In the wake of
Rand Paul putting his foot in it, Ace does yeoman's work explaining in exact detail why
the 1964 Civil Rights Act is not unconstitutional.
The Thirteenth, Fourteenth, and Fifteenth Amendments were specifically enacted with the purpose of eradicating slavery and duly -- constitutionally -- empowered Congress to pass legislation in furtherance of this purpose. To say such laws are "unconstitutional" is simply in error -- previous to the lawful and constitutional passage of those amendments, such laws would have indeed have been unconstitutional and an unlawful overreach of granted Congressional power.

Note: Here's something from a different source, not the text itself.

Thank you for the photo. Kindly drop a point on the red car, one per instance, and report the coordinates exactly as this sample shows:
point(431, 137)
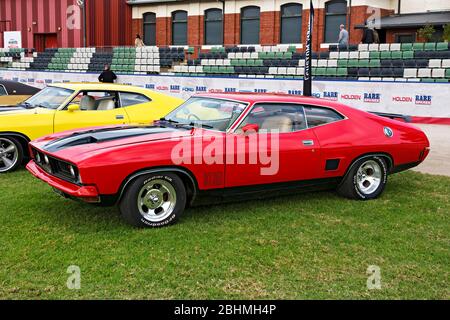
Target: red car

After their lawful passage, however, Congress did have that authority.
And the reason that Congress decided that it need that authority was because certain states were violating the rights of their citizens, of failing to do the thing governments are created to do. The Constitution thus comes more fully in line with the principles espoused in the Declaration of Independence.
Peasants in feudal society weren't technically slaves, but they were peons, persons with sharply-curtailed rights and certain obligations (including deference) to their social betters/masters. I think a fair reading of "slavery" includes the idea of "peonage," too. Unless there is some critical constitutional point here to be vindicated, I do not see any defensible purpose in arguing these amendments outlawed slavery but gave full constitutional blessing to regime of enforced peonage.
Precisely. Slavery and peonage are offenses against liberty, that can only be maintained by the use of force. As Governments exist to secure liberties, our government should be willing and able to act against one person's attempt to destroy the liberty of another. Hence, the Civil Rights Act of 1964, a necessary and constitutional redress against 400 years of slavery and peonage.
Would it have been better if it was not necessary? Assuredley. Are there things about the way the Civil Rights Act as been used that I consider wrong, and offenses to liberty? Without doubt. But the law, as intended, has no legal or ethical flaw.